Dividendos elevados, menores flutuações nos preços, cash flows mais estáveis e uma grande resiliência perante as flutuações cíclicas: as ações listadas de empresas de infraestrutura têm muito a oferecer em comparação com um grande número de ações convencionais.

Ações listadas de empresas de infraestrutura: uma classe de ativos defensiva

Num contexto em que as ações estão a subir, ainda que os lucros empresariais se possam tornar débeis, a esperança sobre o longo prazo impulsiona os mercados e aumenta a sua resiliência perante os acontecimentos económicos e políticos adversos, fora dos sectores cíclicos. Assim, fazem com que as avaliações sejam mais injustificadas do que nunca, tal como evidencia o Nasdaq. Como diz o velho ditado, “em tempo de paz, prepare-se para a guerra”. Para nós, isto implica uma carteira diversificada e resiliente. As ações globais listadas de empresas de infraestrutura oferecem tanto rentabilidades positivas em contextos encorajadores como um perfil de risco/retorno superior quando acontecem correções.

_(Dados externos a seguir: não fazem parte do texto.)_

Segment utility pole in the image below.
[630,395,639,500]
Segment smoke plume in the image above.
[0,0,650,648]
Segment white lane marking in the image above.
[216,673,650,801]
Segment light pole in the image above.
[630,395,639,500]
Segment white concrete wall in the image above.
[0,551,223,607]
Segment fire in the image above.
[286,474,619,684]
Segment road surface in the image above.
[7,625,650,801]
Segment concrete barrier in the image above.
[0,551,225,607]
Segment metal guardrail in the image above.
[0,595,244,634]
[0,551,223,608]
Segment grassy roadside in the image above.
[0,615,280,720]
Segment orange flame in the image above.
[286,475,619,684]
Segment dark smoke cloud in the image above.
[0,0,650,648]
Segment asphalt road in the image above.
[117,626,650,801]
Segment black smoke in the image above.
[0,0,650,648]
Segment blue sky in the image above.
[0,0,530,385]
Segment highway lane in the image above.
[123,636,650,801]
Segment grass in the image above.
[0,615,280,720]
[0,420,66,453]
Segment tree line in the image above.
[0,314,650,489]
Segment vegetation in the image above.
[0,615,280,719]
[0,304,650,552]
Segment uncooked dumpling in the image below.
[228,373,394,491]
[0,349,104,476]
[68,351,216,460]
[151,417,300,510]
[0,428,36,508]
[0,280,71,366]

Durante os últimos 45 anos, este setor normalmente entregou um sólido retorno relativo e absoluto em períodos de fim de ciclo económico, superando as ações globais em 5% por ano em média[1]. Em termos mais amplos, as ações de infraestrutura brindaram-nos com rentabilidades semelhantes às das ações durante ciclos de mercados completos, mas geralmente com uma menor volatilidade e com uma elevada capacidade de mitigação das quedas.

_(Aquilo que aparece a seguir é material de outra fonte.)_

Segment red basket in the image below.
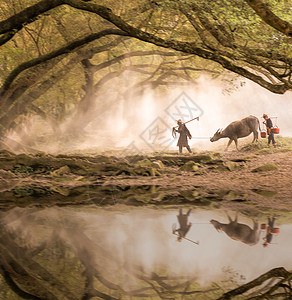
[273,126,280,134]
[272,228,280,233]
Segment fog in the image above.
[5,77,292,154]
[3,206,292,286]
[74,77,292,152]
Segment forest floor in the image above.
[0,138,292,219]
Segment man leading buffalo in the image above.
[263,114,276,147]
[173,119,192,153]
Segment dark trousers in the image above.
[268,129,276,145]
[178,145,192,153]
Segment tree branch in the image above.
[244,0,292,37]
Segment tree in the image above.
[0,0,292,145]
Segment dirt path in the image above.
[0,149,292,212]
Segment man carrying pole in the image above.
[172,117,199,153]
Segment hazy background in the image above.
[64,77,292,152]
[3,206,292,285]
[10,77,292,154]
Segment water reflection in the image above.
[0,206,292,299]
[210,212,260,246]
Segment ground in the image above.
[0,138,292,218]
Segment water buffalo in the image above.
[210,116,260,151]
[210,213,260,246]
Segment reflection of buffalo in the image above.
[210,116,260,150]
[210,214,260,246]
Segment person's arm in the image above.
[184,125,192,139]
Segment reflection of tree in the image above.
[218,268,292,300]
[0,209,292,299]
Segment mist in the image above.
[5,76,292,153]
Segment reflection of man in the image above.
[263,217,276,247]
[263,114,276,147]
[173,208,192,242]
[174,120,192,153]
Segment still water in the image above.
[0,205,292,299]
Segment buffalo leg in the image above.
[224,139,233,151]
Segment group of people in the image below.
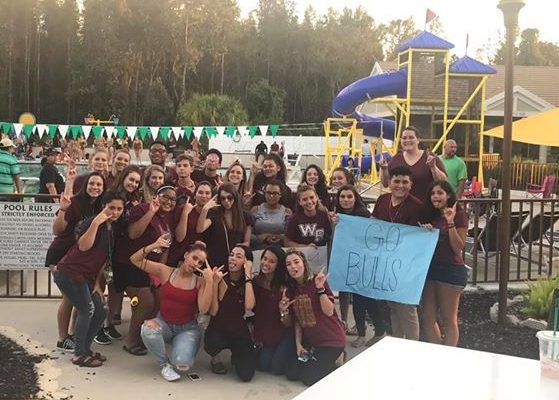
[45,127,467,385]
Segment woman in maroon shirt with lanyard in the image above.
[282,250,345,386]
[204,246,256,382]
[130,236,217,382]
[53,192,125,367]
[254,246,295,375]
[113,186,177,356]
[380,126,446,201]
[420,181,468,346]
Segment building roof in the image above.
[396,31,454,53]
[450,56,497,75]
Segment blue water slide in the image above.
[332,69,408,140]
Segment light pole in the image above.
[497,0,524,324]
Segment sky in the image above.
[237,0,559,61]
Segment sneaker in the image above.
[351,336,365,349]
[105,325,122,340]
[93,328,112,345]
[56,335,76,352]
[161,364,181,382]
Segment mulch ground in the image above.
[0,335,46,399]
[458,292,539,360]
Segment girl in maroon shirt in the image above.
[114,186,177,355]
[420,181,468,346]
[204,245,256,382]
[254,246,295,375]
[53,192,124,367]
[130,236,217,382]
[284,250,345,386]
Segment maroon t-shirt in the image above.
[388,151,446,201]
[167,206,202,265]
[208,275,250,339]
[431,206,468,265]
[57,218,114,286]
[115,203,175,265]
[253,277,292,346]
[373,193,423,225]
[285,210,332,246]
[290,280,345,348]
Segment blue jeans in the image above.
[141,314,200,371]
[53,271,107,356]
[258,332,296,375]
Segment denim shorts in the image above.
[427,264,468,288]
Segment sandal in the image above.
[122,344,148,356]
[72,356,103,368]
[89,352,107,362]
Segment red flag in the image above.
[425,8,437,24]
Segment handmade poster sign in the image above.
[328,214,439,304]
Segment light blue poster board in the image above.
[328,214,439,304]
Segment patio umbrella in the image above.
[482,108,559,147]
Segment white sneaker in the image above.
[161,364,181,382]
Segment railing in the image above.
[0,196,559,298]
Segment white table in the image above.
[295,337,559,400]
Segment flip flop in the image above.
[122,344,148,356]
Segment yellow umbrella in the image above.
[482,108,559,147]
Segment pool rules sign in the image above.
[0,202,59,270]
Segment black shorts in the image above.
[427,264,468,288]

Entre outros fatores, estes traços distintivos derivam claramente das características desta classe de ativos defensiva:

  • Elevadas barreiras de entrada: em geral, os ativos de infraestrutura são de natureza monopolista, o que permite que a empresa opere numa conjuntura de mercado duradoura.
  • Procura constante: esta classe de ativos apresenta cash flows atrativos, resistentes e não cíclicos além de beneficiar de tendências a longo prazo que impulsionam um aumento do investimento em infraestrutura à escala mundial.
  • Fluxos de lucros definidos e previsíveis: os cash flows são suportados pelo crescimento dos lucros que, ao mesmo tempo, são apoiados por uma base contratual de longa duração e ajustada à inflação. Assim, oferecem uma cobertura face ao aumento da inflação e das taxas de juros.

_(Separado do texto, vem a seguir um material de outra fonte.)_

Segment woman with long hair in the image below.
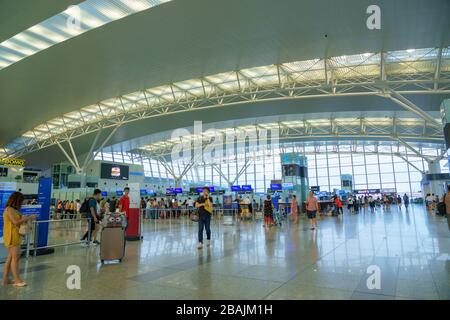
[291,194,298,223]
[3,192,36,287]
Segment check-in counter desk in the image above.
[302,200,333,212]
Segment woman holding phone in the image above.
[3,192,36,287]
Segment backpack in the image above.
[436,195,447,216]
[80,198,90,214]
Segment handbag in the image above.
[189,210,198,222]
[19,222,30,236]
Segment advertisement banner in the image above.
[36,178,52,248]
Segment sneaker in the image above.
[13,281,27,288]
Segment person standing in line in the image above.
[75,199,81,219]
[291,194,298,223]
[119,187,130,219]
[403,193,409,210]
[369,196,375,213]
[347,195,355,213]
[334,196,344,215]
[306,191,320,230]
[263,194,274,228]
[442,185,450,225]
[186,197,194,216]
[81,189,102,245]
[195,187,213,249]
[397,195,402,210]
[109,197,117,213]
[3,192,36,287]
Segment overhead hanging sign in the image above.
[0,158,25,167]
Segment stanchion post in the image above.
[33,221,39,257]
[88,218,92,245]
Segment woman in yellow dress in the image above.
[3,192,36,287]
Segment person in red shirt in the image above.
[119,187,130,218]
[334,196,344,214]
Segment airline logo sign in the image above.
[0,158,25,167]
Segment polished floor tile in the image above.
[0,206,450,300]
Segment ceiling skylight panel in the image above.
[0,0,170,69]
[89,0,128,21]
[117,0,154,12]
[0,38,36,56]
[205,72,237,84]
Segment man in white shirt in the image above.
[186,198,194,215]
[425,194,434,210]
[347,196,354,213]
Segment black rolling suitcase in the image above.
[436,202,447,217]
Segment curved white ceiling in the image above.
[0,0,172,70]
[0,48,450,158]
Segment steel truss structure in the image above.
[0,47,450,157]
[130,118,445,158]
[128,140,444,187]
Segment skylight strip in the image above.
[0,0,172,70]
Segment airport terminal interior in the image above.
[0,0,450,301]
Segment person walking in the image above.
[195,187,213,249]
[306,191,319,230]
[442,185,450,230]
[397,195,402,210]
[3,192,36,287]
[403,193,409,210]
[81,189,102,245]
[263,194,274,228]
[291,194,298,223]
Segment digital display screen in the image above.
[283,182,294,190]
[270,183,281,190]
[100,163,129,180]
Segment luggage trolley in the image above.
[100,213,127,264]
[241,204,252,220]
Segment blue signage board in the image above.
[20,204,42,217]
[0,182,16,238]
[36,178,52,248]
[283,182,294,190]
[270,183,281,190]
[166,188,175,193]
[174,188,183,193]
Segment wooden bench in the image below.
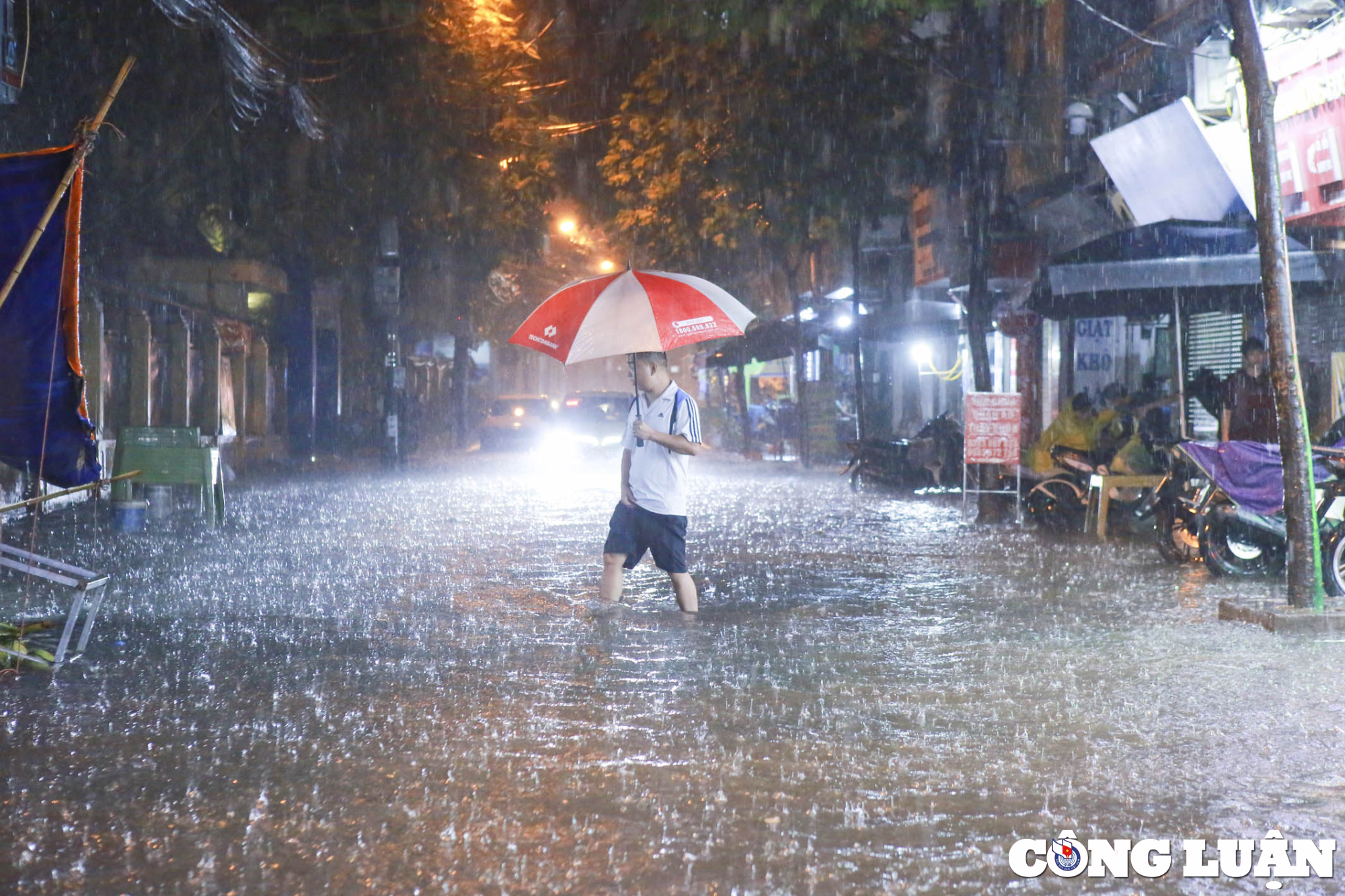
[1084,474,1163,541]
[0,540,110,669]
[112,426,225,526]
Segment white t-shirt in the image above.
[621,382,701,517]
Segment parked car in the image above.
[482,395,555,451]
[558,391,633,448]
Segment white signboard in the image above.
[1075,317,1126,402]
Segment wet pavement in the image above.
[0,455,1345,896]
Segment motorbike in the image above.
[1182,442,1345,595]
[841,413,962,491]
[1134,445,1219,564]
[1024,445,1098,532]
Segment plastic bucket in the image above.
[145,486,172,520]
[112,501,145,532]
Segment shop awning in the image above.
[1028,220,1345,317]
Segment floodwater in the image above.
[0,455,1345,896]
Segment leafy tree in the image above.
[601,12,924,460]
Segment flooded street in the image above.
[0,455,1345,896]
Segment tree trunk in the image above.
[784,259,811,467]
[1225,0,1322,608]
[850,211,863,441]
[449,292,475,451]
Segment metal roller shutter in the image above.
[1182,311,1243,438]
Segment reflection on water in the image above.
[0,455,1345,896]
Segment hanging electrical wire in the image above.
[153,0,324,140]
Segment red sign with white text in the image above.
[963,391,1022,464]
[1275,54,1345,220]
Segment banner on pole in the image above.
[0,147,101,487]
[963,391,1022,464]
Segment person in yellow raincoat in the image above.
[1029,391,1116,474]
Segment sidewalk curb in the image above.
[1219,600,1345,635]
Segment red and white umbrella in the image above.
[508,270,756,364]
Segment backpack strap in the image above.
[668,386,686,436]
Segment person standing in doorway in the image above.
[1219,336,1279,441]
[599,351,705,614]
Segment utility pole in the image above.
[374,218,406,467]
[850,216,863,442]
[1224,0,1323,610]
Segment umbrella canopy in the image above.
[508,270,756,364]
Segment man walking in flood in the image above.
[599,351,705,614]
[1219,336,1279,441]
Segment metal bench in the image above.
[0,544,108,669]
[112,426,225,526]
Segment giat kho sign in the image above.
[1009,830,1336,892]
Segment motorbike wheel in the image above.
[1200,512,1284,576]
[1026,479,1087,533]
[1154,503,1200,564]
[1322,528,1345,598]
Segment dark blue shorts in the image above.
[603,503,686,572]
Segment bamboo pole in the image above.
[0,56,136,308]
[0,470,140,514]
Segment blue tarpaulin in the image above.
[1181,441,1345,517]
[0,148,101,487]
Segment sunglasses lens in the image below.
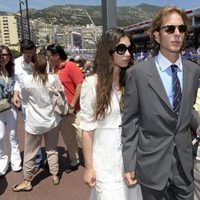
[178,25,187,33]
[165,25,176,33]
[116,44,126,55]
[163,25,187,34]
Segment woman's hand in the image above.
[83,169,96,187]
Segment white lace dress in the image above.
[80,75,140,200]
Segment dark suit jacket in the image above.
[122,58,200,190]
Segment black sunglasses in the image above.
[160,24,187,34]
[115,44,133,55]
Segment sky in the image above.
[0,0,200,12]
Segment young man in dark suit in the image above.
[122,7,200,200]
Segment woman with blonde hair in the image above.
[0,45,22,176]
[13,53,61,192]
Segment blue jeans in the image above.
[21,106,43,167]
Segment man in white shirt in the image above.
[13,39,42,169]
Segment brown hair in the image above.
[94,28,132,120]
[32,53,48,85]
[150,6,188,55]
[0,45,15,77]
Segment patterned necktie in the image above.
[171,65,182,116]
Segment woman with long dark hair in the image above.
[80,28,142,200]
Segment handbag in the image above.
[49,75,68,115]
[0,99,12,112]
[192,137,200,158]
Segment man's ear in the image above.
[153,31,160,43]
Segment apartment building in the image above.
[0,15,19,50]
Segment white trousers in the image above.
[0,108,22,175]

Devido a estas características, o crescimento dos lucros e dos dividendos das empresas de infraestrutura costuma ser estável e previsível, o que faz com que se tornem especialmente interessantes em períodos de incerteza nos mercados.

Porquê investir agora em ações listadas de empresas de infraestrutura?

Até agora, tudo isto faz sentido; mas a necessidade dos investidores alocarem uma parte da sua carteira a ações listadas de empresas de infraestrutura não é apenas apoiada por dados históricos. Além de oferecer proteção perante quedas, esta classe de ativos também tem a capacidade de oferecer rentabilidades semelhantes às de ações no longo prazo. Além disso, existem várias razões pelas quais as empresas globais de infraestrutura podem superar as ações globais durante os próximos meses e anos:

  • A rentabilidade total anualizada esperada do segmento de ações globais de empresas de infraestrutura situa-se entre os 9% e os 15% e é apoiada por inúmeros catalisadores a longo prazo, como o envelhecimento da rede de infraestrutura, o aumento do investimento em autoestradas com portagem e aeroportos, o crescimento da infraestrutura de dados e o desenvolvimento das energias renováveis[2].
  • As ações listadas de empresas de infraestrutura tornam-se um elemento-chave para levar a bom porto os nove Objetivos de Desenvolvimento Sustentável das Nações Unidas: “Indústria, inovação e infraestrutura”, que procura construir infraestruturas resilientes para 2030. Para cumprir esta meta, a OCDE estima que deveriam ser investidos 6,3 biliões de dólares americanos em infraestrutura à escala mundial todos os anos até 2030.

Por último, ações globais de empresas de infraestrutura constituíram historicamente um elemento efetivo de diversificação na carteira, como exemplifica a sua correlação relativamente reduzida com ações globais, de 0,69[3]. Na nossa opinião, a capacidade de diversificação das ações listadas de empresas de infraestrutura poderá ganhar uma especial importância agora que entramos no que poderá vir a ser um período de rentabilidades potencialmente inferiores nos mercados.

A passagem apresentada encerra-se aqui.